B3. After the collision, the fuel truck driver did not react to the call of the colleagues because of his adverse mental state.
B4. Colleagues chose to put out the fire firstly instead of saving the driver. The workers chose mistakenly when facing with the emergency, and it was decision error, which exposed the problem of inadequate training belonging to personnel readiness of personnel factors. If the company had provided with professional guidance and training for staff, this situation would have not happened, so its supervision was inadequate.
B5. The fuel truck carried a great quantity of gas, causing the extinguishing failed. It is environmental factors of physical environment.
From the analysis, it can be concluded that the key events are D3 “drivers are not informed of the front situation resulting from inadequate broadcast system”, D4 “the scraper’s bowl control lever was not working properly, so the operator did not look straight ahead”, B3 “fuel truck driver did not make an escape response in time” and B4 “Colleges chose to put out the fire firstly instead of saving the driver”. Thus, in order to prevent similar accidents, precautionary measures should focus on supervising workers to correct the problems timely at supervision level, improving the awareness of communication and saving human firstly at organizational level, besides, the company is supposed to strengthen the physical examination for all the staffs and install surveillance cameras at key positions.

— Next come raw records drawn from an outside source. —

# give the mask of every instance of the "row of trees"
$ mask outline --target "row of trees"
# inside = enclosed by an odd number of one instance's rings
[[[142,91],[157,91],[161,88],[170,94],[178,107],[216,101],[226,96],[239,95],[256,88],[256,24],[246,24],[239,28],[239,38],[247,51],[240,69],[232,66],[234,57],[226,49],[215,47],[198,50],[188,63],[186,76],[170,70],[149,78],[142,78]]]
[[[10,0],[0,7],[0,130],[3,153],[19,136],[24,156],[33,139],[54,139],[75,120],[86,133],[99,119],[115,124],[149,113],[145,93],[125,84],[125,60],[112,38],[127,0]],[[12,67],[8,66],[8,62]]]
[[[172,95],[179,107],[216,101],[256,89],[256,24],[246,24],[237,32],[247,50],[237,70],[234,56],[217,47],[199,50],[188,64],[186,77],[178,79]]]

1) On the theoretical basis, the new method, eliminating the shortcomings of HFACS, makes HFACS point to specific events and the sequence of events and description of causes more clear, and helps to find key factors to prevent the similar accidents.
2) From the analysis process, this method is clear and perspicuous and the step is easy to master, which provides an effective analysis method for accident analysis. From the analysis result, the method not only displays the relationship between the person and organization visually, but also can accurately classify the human factors. And the investigators can formulate corresponding measures to prevent accidents.
3) The analysis is based on the past researches, and Accident Causality Diagram remains to be drawn in more details. Although it has made some achievements, it still needs to be applied to a large quantity of practical accident analysis so as to prove its feasibility.